What does memory mean to us? MASARY Studios, a Boston-based media arts studio, set out to create an interactive installation that would explore the question. Memory Diffusion is designed to absorb, display and encourage new memories.
On a wide staircase in a high-traffic area of the Boston Arts Academy, passerby can see a projected image of themselves against a digital display on a large LED tile, enhanced by lighting elements that cascade over the staircase. Two live-input cameras show and store the images.
“We knew we wanted to do something with two cameras watching the space,” says Jeremy Stewart, MASARY tech director and media artist. “Somehow the cameras should analyze what they were seeing and use that to selective store snippets of new memories,” he says, adding that the artificial intelligence devices would have to categorize what’s in front of the camera and correlate that to what’s stored simultaneously.

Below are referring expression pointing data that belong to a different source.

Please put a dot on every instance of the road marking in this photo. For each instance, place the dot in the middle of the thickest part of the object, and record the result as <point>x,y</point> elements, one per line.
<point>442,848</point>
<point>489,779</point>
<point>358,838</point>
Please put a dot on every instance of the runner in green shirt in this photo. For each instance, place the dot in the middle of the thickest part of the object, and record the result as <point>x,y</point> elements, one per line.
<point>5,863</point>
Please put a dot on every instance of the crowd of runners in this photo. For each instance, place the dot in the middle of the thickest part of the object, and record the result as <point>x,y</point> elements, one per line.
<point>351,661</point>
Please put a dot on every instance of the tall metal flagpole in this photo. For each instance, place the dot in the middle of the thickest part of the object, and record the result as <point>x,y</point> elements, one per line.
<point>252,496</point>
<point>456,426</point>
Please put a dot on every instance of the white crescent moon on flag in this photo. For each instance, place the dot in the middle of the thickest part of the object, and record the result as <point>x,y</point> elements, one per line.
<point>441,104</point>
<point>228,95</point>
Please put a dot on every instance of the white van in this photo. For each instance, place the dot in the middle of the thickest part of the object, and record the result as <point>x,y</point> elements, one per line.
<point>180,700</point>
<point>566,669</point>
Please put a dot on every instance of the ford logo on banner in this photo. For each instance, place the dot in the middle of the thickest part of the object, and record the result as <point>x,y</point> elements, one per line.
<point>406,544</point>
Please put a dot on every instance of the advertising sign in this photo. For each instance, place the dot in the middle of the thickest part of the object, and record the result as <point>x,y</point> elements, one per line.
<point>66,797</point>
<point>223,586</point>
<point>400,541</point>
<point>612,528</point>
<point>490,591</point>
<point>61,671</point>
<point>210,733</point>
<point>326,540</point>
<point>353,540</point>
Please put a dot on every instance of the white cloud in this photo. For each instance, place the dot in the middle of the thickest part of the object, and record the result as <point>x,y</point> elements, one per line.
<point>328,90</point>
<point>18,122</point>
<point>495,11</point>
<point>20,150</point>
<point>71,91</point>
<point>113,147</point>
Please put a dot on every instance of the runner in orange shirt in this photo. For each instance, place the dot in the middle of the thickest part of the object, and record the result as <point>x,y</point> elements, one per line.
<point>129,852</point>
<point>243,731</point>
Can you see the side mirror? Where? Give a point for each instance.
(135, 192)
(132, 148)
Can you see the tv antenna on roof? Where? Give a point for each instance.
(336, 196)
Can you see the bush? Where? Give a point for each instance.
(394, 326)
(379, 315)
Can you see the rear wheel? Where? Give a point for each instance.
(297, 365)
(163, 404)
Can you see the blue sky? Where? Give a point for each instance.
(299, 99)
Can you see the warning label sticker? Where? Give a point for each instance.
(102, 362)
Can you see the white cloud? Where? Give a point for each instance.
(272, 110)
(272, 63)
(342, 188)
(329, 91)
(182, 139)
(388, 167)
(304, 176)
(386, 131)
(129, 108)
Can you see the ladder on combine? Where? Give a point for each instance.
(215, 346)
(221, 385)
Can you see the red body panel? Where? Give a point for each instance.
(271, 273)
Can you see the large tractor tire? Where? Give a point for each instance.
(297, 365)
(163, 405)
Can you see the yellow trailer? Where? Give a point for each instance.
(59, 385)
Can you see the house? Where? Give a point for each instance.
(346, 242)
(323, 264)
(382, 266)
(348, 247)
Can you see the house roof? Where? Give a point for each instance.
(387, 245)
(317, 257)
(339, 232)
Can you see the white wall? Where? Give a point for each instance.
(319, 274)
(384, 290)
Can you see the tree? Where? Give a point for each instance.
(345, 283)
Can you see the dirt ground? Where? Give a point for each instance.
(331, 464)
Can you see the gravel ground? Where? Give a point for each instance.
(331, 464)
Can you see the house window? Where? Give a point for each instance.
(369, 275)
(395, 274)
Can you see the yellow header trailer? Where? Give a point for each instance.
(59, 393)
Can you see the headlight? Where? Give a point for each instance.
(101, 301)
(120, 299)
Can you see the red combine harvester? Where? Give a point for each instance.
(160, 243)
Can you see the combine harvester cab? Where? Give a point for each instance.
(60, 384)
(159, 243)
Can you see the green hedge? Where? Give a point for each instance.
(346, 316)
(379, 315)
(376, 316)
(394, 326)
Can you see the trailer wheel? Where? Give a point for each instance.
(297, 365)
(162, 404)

Stewart says the project came out of a philosophical discussion. “What does it mean to create new memories of a particular place and to remember something in relation to what’s happening in the present?” What they created was a technological response to Henri Bergson’s idea that we are constantly creating memories, detailed representations of what we see as we move through the world. Many are dormant until some new related experience revives them. When they are re-experienced, memories collide with present experience in non-linear ways.
A deep feature extractor, a convolutional neural network, analyzes incoming images and compares them with recorded events using machine learning clustering and dimensionality reduction algorithms. Through these comparisons, the artwork selectively recalls stored memories based on how similar they are to new entries. Memories are modified, further analyzed, and segmented into areas of interest. Like our memories, these digital images return fragmented and altered. Viewers can experience, in some form, other events that happened in front of the camera and their relationship to them as past data collides with present.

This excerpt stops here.